Sahte delil ve belgelerle hareketi yok etme girişimini 'rezalet' olarak tanımlayan Vural, “Anlaşılıyor ki birtakım dalgalar aracılığıyla sivil toplum örgütlerini, sivil toplumu açıkçası terörize etme, sivil toplumu yok etme operasyonundan başka bir anlam taşımıyor.” ifadesini kullandı.
"İŞTE DARBE PLANI BU"
TBMM’deki makamında gazetecilerin sorularını cevaplandıran MHP’li Vural, eski İçişleri Bakanı İdris Naim Şahin’in Meclis’e soru önergesi olarak taşıdığı, Hizmet’e yönelik kumpas iddialarını değerlendirdi. Planı rezalet olarak nitelendiren Vural, “Buna bakıldığı zaman doğrudan doğruya bir siyasi otorite yargı sürecine müdahale ediyor. Bir algı operasyonu ve kara propaganda faaliyeti uygulanmış oluyor. Darbe planı denir ya, işte plan bu. Kumpas bu. Sorulan sorular, bu metni dikkate aldığınız zaman siyasi otorite önce bir suç ihdas ediyor, suç üretiyor ondan sonra suçlu bulup delillerini oluşturma aşamasına geliyor. Görülmektedir ki bu yoğun gündem içinde kendi sorumluluğunun üstünü örtmek amacıyla yeni düşmanlıklar üretiyor.” diye konuştu.
"SİVİL TOPLUMU TERÖRİZE EDEREK YOK ETME ÇABASI İÇİNDELER"
Bu tür girişimlerin kin ve nefret suçu olduğunu belirten Vural, “17-25 Aralık süreci içinde yolsuzluklardan hesap vermesi gereken hükümet, bu yolsuzlukların hesabını sormamak için bir darbe söylemi geliştirdi, bu söylem geliştirildikten sonra suçu buldular, delillerini oluşturmak amacıyla birtakım faaliyetlere giriyorlar. Bu anlaşılıyor ki birtakım dalgalar aracılığıyla sivil toplum örgütlerini sivil toplumu açıkçası terörize etme sivil toplumu yok etme operasyonundan başka bir anlam taşımıyor. Bir suç bir suçlu varsa hukuk üzerine gitmelidir. Görülüyor ki siyasi amaçlı hukuku ortadan kaldıran hukuksuzluğu meşrulaştıran bir yaklaşım tarzı bu kabul edilebilecek gibi değil, gerçekten çok vahim. Yani bir İçişleri Bakanı doğrudan doğruya savcı olmuş, hakim olmuş, toplumun birçok kesimini, iş adamlarını öğrencileri herkesi suçlu gösterecek bir çaba içerisine girmiş bulunuyor.” ifadelerini kullandı.
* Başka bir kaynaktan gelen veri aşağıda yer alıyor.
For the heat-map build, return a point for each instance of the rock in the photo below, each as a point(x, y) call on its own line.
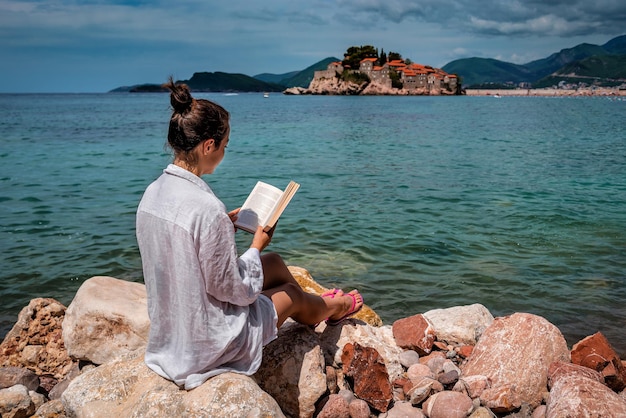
point(107, 319)
point(514, 353)
point(359, 409)
point(11, 376)
point(448, 404)
point(36, 341)
point(465, 350)
point(417, 371)
point(596, 353)
point(335, 407)
point(448, 378)
point(420, 390)
point(371, 380)
point(404, 410)
point(333, 339)
point(461, 325)
point(539, 412)
point(57, 390)
point(127, 387)
point(579, 396)
point(347, 395)
point(408, 358)
point(473, 386)
point(482, 412)
point(15, 402)
point(293, 369)
point(51, 409)
point(560, 369)
point(414, 333)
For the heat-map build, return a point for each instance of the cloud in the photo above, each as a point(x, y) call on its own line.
point(499, 18)
point(101, 44)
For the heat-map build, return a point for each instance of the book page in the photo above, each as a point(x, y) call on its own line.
point(282, 203)
point(258, 207)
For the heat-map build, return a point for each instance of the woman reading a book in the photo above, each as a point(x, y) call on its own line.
point(212, 311)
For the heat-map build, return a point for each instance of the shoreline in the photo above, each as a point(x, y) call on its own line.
point(587, 92)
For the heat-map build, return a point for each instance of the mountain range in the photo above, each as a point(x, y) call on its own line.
point(599, 64)
point(605, 64)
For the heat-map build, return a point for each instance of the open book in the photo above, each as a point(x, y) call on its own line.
point(264, 206)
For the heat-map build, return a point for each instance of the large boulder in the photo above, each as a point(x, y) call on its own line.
point(515, 353)
point(460, 324)
point(596, 353)
point(293, 370)
point(107, 319)
point(35, 341)
point(334, 339)
point(128, 388)
point(579, 396)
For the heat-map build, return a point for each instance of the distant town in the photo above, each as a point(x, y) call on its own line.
point(396, 74)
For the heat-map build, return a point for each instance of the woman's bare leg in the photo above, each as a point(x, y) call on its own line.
point(291, 301)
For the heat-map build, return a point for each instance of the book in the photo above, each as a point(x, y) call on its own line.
point(264, 205)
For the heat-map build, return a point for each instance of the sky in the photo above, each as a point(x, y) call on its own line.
point(75, 46)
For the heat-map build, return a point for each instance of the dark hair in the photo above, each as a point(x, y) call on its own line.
point(193, 120)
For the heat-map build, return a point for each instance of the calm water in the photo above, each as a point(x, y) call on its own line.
point(421, 202)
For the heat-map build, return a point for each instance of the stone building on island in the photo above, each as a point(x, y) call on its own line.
point(411, 77)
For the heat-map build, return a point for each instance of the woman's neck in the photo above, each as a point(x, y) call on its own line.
point(189, 167)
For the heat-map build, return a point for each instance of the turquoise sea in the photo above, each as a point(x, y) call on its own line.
point(516, 203)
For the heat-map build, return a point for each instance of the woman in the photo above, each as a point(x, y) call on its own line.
point(212, 311)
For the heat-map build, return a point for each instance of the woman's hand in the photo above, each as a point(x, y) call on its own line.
point(233, 214)
point(261, 238)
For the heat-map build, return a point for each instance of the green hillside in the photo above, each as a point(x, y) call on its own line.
point(303, 78)
point(487, 70)
point(275, 78)
point(607, 70)
point(226, 82)
point(600, 64)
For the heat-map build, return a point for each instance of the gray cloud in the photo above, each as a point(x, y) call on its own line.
point(499, 18)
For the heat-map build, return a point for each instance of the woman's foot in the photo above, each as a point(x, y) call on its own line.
point(352, 303)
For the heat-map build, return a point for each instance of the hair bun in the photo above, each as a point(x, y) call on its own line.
point(180, 96)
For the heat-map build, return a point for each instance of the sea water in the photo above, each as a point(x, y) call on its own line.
point(516, 203)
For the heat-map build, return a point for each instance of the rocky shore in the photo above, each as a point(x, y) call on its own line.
point(586, 92)
point(336, 87)
point(86, 360)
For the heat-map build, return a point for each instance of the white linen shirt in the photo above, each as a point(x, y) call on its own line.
point(207, 315)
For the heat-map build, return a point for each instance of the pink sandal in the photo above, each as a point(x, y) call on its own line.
point(352, 311)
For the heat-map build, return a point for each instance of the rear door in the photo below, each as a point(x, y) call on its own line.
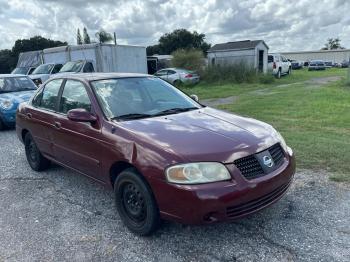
point(41, 116)
point(77, 144)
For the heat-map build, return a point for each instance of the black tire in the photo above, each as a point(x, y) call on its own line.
point(135, 203)
point(35, 159)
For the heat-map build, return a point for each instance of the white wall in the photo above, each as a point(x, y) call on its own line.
point(249, 56)
point(259, 47)
point(131, 59)
point(335, 56)
point(232, 57)
point(106, 58)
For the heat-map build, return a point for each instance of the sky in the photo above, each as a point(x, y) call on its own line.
point(285, 25)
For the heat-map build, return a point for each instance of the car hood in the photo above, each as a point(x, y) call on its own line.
point(17, 97)
point(204, 135)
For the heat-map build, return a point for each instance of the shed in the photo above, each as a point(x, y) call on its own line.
point(253, 53)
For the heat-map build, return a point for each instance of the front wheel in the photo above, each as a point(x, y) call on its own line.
point(35, 159)
point(135, 203)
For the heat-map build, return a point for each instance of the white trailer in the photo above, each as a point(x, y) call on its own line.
point(104, 57)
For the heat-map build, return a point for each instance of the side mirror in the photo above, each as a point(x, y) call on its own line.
point(81, 115)
point(195, 98)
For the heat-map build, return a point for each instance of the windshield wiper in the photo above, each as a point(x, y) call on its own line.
point(175, 110)
point(131, 116)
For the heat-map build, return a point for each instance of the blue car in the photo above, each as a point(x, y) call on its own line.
point(14, 89)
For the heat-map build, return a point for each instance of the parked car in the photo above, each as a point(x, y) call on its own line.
point(80, 66)
point(345, 64)
point(279, 65)
point(316, 65)
point(165, 155)
point(14, 89)
point(44, 71)
point(178, 76)
point(328, 64)
point(23, 70)
point(296, 64)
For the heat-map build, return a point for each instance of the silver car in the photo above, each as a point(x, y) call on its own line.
point(177, 76)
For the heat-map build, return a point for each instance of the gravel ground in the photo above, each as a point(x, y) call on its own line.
point(61, 216)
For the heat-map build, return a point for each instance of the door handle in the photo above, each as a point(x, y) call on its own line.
point(57, 125)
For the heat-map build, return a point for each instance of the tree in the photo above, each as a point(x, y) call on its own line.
point(191, 59)
point(86, 36)
point(9, 58)
point(179, 39)
point(103, 36)
point(79, 39)
point(33, 44)
point(332, 43)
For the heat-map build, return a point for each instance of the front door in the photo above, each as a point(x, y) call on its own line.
point(261, 61)
point(41, 116)
point(77, 144)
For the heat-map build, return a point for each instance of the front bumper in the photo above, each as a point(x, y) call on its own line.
point(223, 201)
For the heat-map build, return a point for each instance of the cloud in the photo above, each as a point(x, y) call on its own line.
point(284, 25)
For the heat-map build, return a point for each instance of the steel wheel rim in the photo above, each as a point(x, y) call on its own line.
point(134, 203)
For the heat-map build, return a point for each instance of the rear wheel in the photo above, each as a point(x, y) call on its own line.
point(135, 203)
point(278, 75)
point(35, 159)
"BAŞBAKAN BU KONUYLA İLGİLİ AÇIKLAMA YAPMALI"
Başbakan’ın, bu konuyla ilgili açıklama yapmasını ve toplumu bilgilendirmesini isteyen Vural, “Topyekûn camiaları hedef alan, herkesi suçlu hale dönüştüren bu yaklaşım tarzı tam manasıyla kin ve nefret suçudur. Bir parti devletinin ne kadar acımasız hale gelebildiğini göstermesi bakımından son derece önemlidir. Bu belgeler konusunda hükümetin bir açıklama yapması gerekir. Başbakan böyle bir çalışma olup olmadığını ortaya koymalı. Kim bilir başkaları hakkında ne planlar hazırlanıyor.” şeklinde konuştu.
"VAKIF ÜNİVERSİTELERİNİ DEVLET TEHDİDİ İLE YÖNLENDİRMEK İSTİYOR"
Torba yasaya bir madde eklenerek, vakıf üniversitelerinin kontrol altına alınmak istendiği yönündeki iddiaları da değerlendiren Vural, “Bütün bu torba yasalar ant demokratik yasalardır. Bu konuda yürütme arzu ettiği her şeyi torba yasanın içine sokmak suretiyle bir bakıma gücüne güç katmak istemektedir. Vakıf üniversitelerinden bana bilgi de geldi. Vakıf üniversitelerine müdahale edip bu üniversiteler üzerinde devletin bir tehdidi ile orayı yönlendirmek istiyor. Bunlar kabul edilebilir gibi değil. İnsanların kendi statüleri ile ilgili mahkemelere gitme hakkı bile elinden alınıyor. Bu ancak darbe yönetimlerinin tezahürüdür. 12 Eylül 28 Şubat ne yapıyorsa aynısını Recep Tayyip Erdoğan yapıyor. Bu kanunun çıkması bunun hukuki olduğunu göstermez.” şeklinde konuştu.